Des gens venaient sur leurs portes, cherchant de l'air.

Les glaces de la voiture étaient baissées, et tous les rideaux
flottaient agités par la course rapide. Quelques personnes seulement
occupaient l'intérieur (car on préférait, par ces jours chauds,
l'impériale ou les plates-formes). C'étaient de grosses dames aux
toilettes farces, de ces bourgeoises de banlieue qui remplacent la
distinction dont elles manquent par une dignité intempestive ; des
messieurs las du bureau, la figure jaunie, la taille tournée, une épaule
un peu remontée par les longs travaux courbés sur les tables. Leurs
faces inquiètes et tristes disaient encore les soucis domestiques, les
incessants besoins d'argent, les anciennes espérances définitivement
déçues ; car tous appartenaient à cette armée de pauvres diables râpés
qui végètent économiquement dans une chétive maison de plâtre, avec une
plate-bande pour jardin, au milieu de cette campagne a dépotoirs qui
borde Paris.

Tout près de la portière, un homme petit et gros, la figure bouffie, le
ventre tombant entre ses jambes ouvertes, tout habillé de noir et
décoré, causait avec un grand maigre d'aspect débraillé, vêtu de coutil
blanc très sale et coiffé d'un vieux panama. Le premier parlait
lentement, avec des hésitations qui le faisaient parfois paraître bègue ;
c'était M. Caravan, commis principal au ministère de la marine. L'autre,
ancien officier de santé à bord d'un bâtiment de commerce, avait fini
par s'établir au rond-point de Courbevoie où il appliquait sur la
misérable population de ce lieu les vagues connaissances médicales qui
lui restaient après une vie aventureuse. Il se nommait Chenet et se
faisait appeler docteur. Des rumeurs couraient sur sa moralité.

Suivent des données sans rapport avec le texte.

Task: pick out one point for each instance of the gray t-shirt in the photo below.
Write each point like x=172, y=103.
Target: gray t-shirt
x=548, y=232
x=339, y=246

M. Caravan avait toujours mené l'existence normale des bureaucrates.
Depuis trente ans, il venait invariablement à son bureau, chaque matin,
par la même route, rencontrant, à la même heure, aux mêmes endroits, les
mêmes figures d'hommes allant à leurs affaires ; et il s'en retournait,
chaque soir, par le même chemin où il retrouvait encore les mêmes
visages qu'il avait vus vieillir.

Tous les jours, après avoir acheté sa feuille d'un sou à l'encoignure du
faubourg Saint-Honoré, il allait chercher ses deux petits pains, puis il
entrait au ministère à la façon d'un coupable qui se constitue
prisonnier ; et il gagnait son bureau vivement, le coeur plein
d'inquiétude, dans l'attente éternelle d'une réprimande pour quelque
négligence qu'il aurait pu commettre.

Rien n'était jamais venu modifier l'ordre monotone de son existence ; car
aucun événement ne le touchait en dehors des affaires du bureau, des
avancements et des gratifications. Soit qu'il fût au ministère, soit
qu'il fût dans sa famille (car il avait épousé, sans dot, la fille d'un
collègue), il ne parlait jamais que du service. Jamais son esprit
atrophié par la besogne abêtissante et quotidienne n'avait plus d'autres
pensées, d'autres espoirs, d'autres rêves, que ceux relatifs à son
ministère. Mais une amertume gâtait toujours ses satisfactions
d'employé : l'accès des commissaires de marine, des ferblantiers, comme
on disait à cause de leurs galons d'argent, aux emplois de sous-chef et
de chef ; et chaque soir, en dînant, il augmentait fortement devant sa
femme, qui partageait ses haines, pour prouver qu'il est inique a tous
égards de donner des places à Paris aux gens destinés à la navigation.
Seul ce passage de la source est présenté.